Speaking of Blade Runner—probably my favorite film back in high school; as I've said, I'm a sucker for a pretty movie—it's my sad duty to acknowledge 2010 as the year that I gave up on one of my former favorite filmmakers, and all but gave up on another of my former favorites. I was raised on Tim Burton; Pee-wee's Big Adventure, Beetlejuice, and Batman are some of the staples of my childhood, and I've counted myself a fan of his even as recently as Sweeney Todd. But his Alice in Wonderland was so predictable, so idiotic, so mediocrely and unimaginitively executed, so insulting to anyone who's seen Edward Scissorhands, Ed Wood, or Big Fish, that, as much as it pains me, I can't help but write him off as nothing more than a hack working his own "dark," "gothy," "quirky" niche in the studio assembly line.

As for Ridley Scott, 2010 didn't see him fall as far in my eyes as Burton did, but Robin Hood certainly didn't help. That film is exibit A that both his historical-epic well and his Russell-Crowe well have run dry, and that it's time to make in a new direction. (That should, God willing, free Crowe up to make another Master and Commander film, thereby also fishing Paul Bettany out of the cinematic ghetto in which he's found himself. Also, he should tell his brother Tony to release Denzel Washington from whatever signed-in-blood, deal-with-the-devil thirty-picture contract he's trapped him with.) That's certainly not to say that I'm at all pleased with his plans to return to the now-moribund Alien franchise, with, of all things, a prequel (for those for whom a sequel risks too great a danger for creativity; this way you know where it will end) giving the origin of one of the great unexplained, enigmatic mysteries of Xenomorphia, the "space jockey" briefly seen in his 1979 classic. Maybe next he'll dispel the remaining mystery surrounding the later life of Féraud from The Duellists or Batty's reference to Tannhäuser Gate from Blade Runner. You're in your seventies, Mr. Scott; stop wasting your great ability and little remaining time on mediocrity.

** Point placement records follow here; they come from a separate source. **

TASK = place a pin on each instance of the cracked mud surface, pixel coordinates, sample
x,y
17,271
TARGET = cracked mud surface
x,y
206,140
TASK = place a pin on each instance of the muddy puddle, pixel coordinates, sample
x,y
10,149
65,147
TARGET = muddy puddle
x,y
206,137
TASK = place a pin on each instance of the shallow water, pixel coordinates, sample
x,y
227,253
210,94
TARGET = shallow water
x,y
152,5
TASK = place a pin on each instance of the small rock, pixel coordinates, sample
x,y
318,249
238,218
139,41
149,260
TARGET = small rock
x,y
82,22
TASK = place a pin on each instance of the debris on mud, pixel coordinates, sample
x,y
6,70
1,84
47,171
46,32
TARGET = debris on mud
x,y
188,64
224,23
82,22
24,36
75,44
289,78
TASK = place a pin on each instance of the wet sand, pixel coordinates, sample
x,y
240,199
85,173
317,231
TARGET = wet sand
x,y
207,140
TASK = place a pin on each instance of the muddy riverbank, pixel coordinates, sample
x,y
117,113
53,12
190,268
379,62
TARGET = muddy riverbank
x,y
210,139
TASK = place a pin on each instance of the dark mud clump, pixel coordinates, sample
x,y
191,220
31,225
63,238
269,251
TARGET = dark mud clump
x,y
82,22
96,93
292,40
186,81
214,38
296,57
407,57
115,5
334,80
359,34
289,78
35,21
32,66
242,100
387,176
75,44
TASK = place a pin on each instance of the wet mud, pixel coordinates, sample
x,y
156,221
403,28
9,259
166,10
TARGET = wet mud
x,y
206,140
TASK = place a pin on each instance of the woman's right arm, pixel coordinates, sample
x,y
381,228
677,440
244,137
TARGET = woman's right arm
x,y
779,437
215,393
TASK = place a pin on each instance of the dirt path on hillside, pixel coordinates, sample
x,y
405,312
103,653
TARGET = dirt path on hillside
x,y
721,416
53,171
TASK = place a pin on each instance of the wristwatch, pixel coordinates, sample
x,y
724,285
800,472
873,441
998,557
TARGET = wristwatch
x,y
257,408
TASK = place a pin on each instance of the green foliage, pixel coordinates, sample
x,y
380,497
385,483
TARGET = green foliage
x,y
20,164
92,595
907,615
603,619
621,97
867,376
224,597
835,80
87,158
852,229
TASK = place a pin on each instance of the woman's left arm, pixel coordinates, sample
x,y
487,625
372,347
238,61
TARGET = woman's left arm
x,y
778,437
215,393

So 2010 had a couple major cinematic disappointments for me, and not a lot of truly great work to counterbalance them. Black Swan, Inception, True Grit, The Social Network, and Scott Pilgrim were all great, of course, but 2010 didn't see a film on the level of No Country, There Will Be Blood, The Fountain, Brokeback Mountain, Eternal Sunshine, or Adaptation. Oh well, maybe next year. And speaking of next year, what's 2011 got in store for us cinephiles? (Other than more installments in the Transformers, Pirates, Alvin and the Chipmunks, and Big Momma's House franchises, that is.) Well, Terrence Malick will be giving us The Tree of Life, after working at break-neck speed to release a film only six years after his last. (Sorry, I couldn't resist.) If you haven't seen the trailer yet, prepare to be blown away. Spielberg and Jackson will be launching their ambitious motion-capture Tintin trilogy in December. Another childhood-adventure franchise will be wrapping up with the second part of Harry Potter and the Deathly Hallows. The summer will see two more Marvel films, Thor in May and Captain America in July, setting the (rather crowded) stage for The Avengers the following summer; meanwhile, DC is getting in on the act with Green Lantern. Genres will mash in Cowboys & Aliens and Your Highness. The X-Men, Planet of the Apes, and The Thing will get the prequel treatment. Not exactly a line-up that has me tingling with anticipation—this will be an off-year for the Coens, Nolan, Aronofsky, and Edgar Wright, who all just released films, and P.T. Anderson, Quentin Tarantino, Wes Anderson, Judd Apatow, Spike Jonze, Terry Gilliam, David Lynch, Guillermo del Toro, and Charlie Kaufman don't have any new films in the immediate future either—but still my film-loving fingers are crossed that 2011 won't turn out to be a cinematic dead zone (or dark territory, if you prefer).